Sunshine for Smithsonian/Showtime

By Robert Townsend

The Smithsonian Institution is trying to sweep its secret contract with Showtime under a Congressional rug, according to Carl Malamud at the Center for American Progress. Malamud reports that “Smithsonian lobbyists are trying to paper over their exclusive 30-year sellout to Showtime, saying that the contract has posed no problems and nobody seems to be upset about it anymore.”

Writing on behalf of the Association, President Linda Kerber questioned the closed and secretive nature of the arrangement with Showtime back in May. Though there was a Congressional hearing, and the Smithsonian was punished by having funds deleted from its budget, the issue largely disappeared from public view. Staff at the Smithsonian even managed to get the record from the one Congressional hearing on the issue removed from the Government Printing Office website, because it included some text from the contract. (Thanks to Carl Malamud the text is still available here.)

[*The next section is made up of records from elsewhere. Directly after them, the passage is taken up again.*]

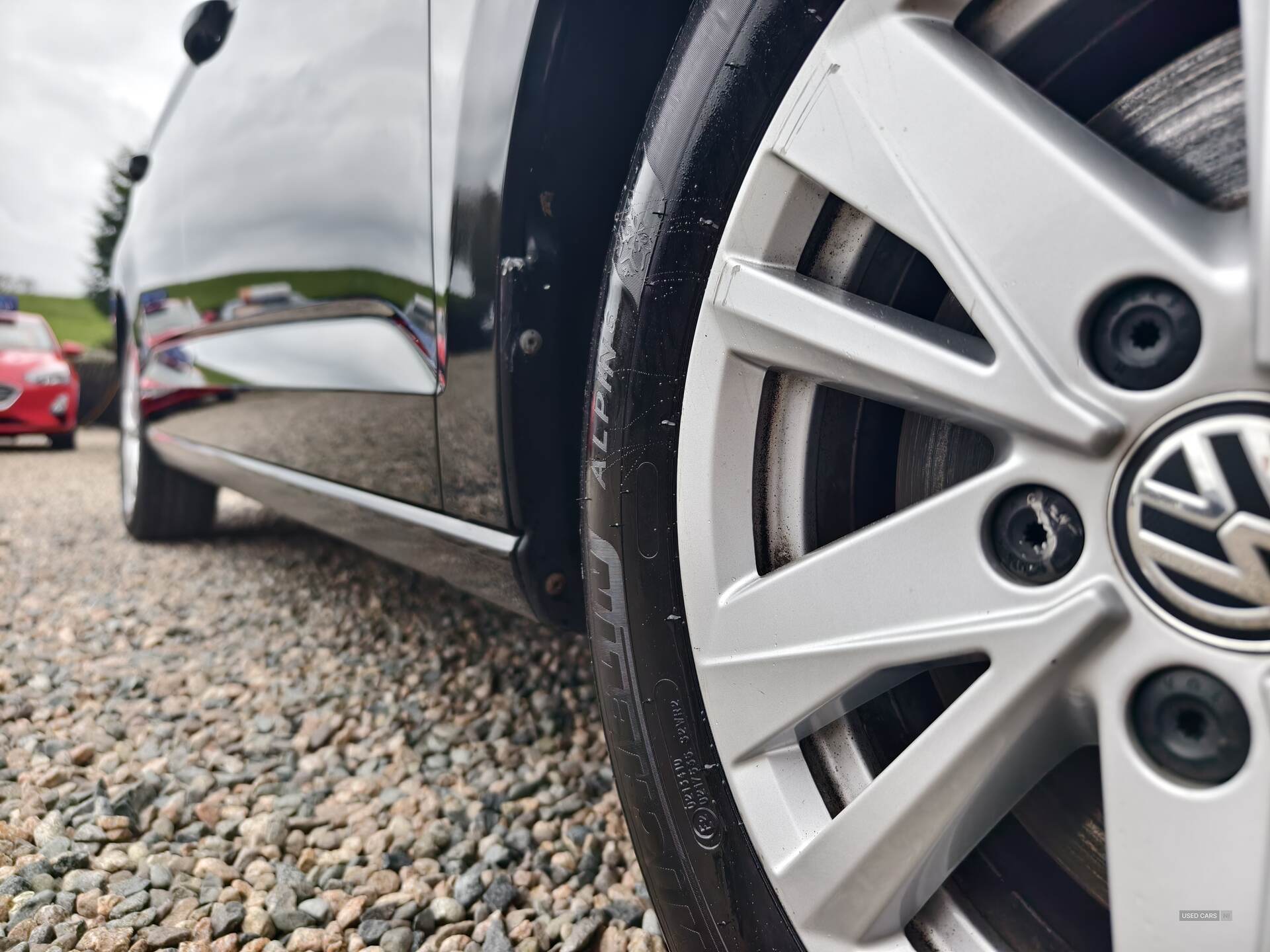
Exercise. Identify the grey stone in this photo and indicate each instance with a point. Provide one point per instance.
(397, 939)
(468, 888)
(372, 931)
(80, 881)
(582, 935)
(226, 918)
(290, 920)
(495, 937)
(317, 908)
(447, 910)
(501, 894)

Anyone interested keeping the pressure on Smithsonian to live up to its obligations as a public institution is encouraged to sign onto a letter to members of Congress, prepared by Malamud and the Center before November 25.

  1. I simply object to the secrecy and the 30 year term. Why cannot this arrangement be explained and debated in public?


    Michael Spencer    Nov 28, 11:06 PM   


  2. University of Iowa
    Iowa City, Iowa


    — Jennifer Rebecca Harbour    Nov 29, 11:58 AM   


  3. As a former employee of the Smithsonian Institution (1983-1994), I mourn the SI Regents’ turn toward corporate models after Robert McCormick Adams’term ended. The Institution has never been the same.
    Jacki Rand


    — Jacki Rand, Ph.D.    Nov 29, 12:52 PM   


  4. We are still upset about it. The Smithsonian is a public trust, not to be compromised by an exclusive relationship with a commercial enterprise—and certainly not in a procedure shrouded in secrecy.


    — Elizabeth Heineman    Nov 29, 05:20 PM   


  5. The effort to “privatize” history that this represents is incompatible with remaining a civilized nation.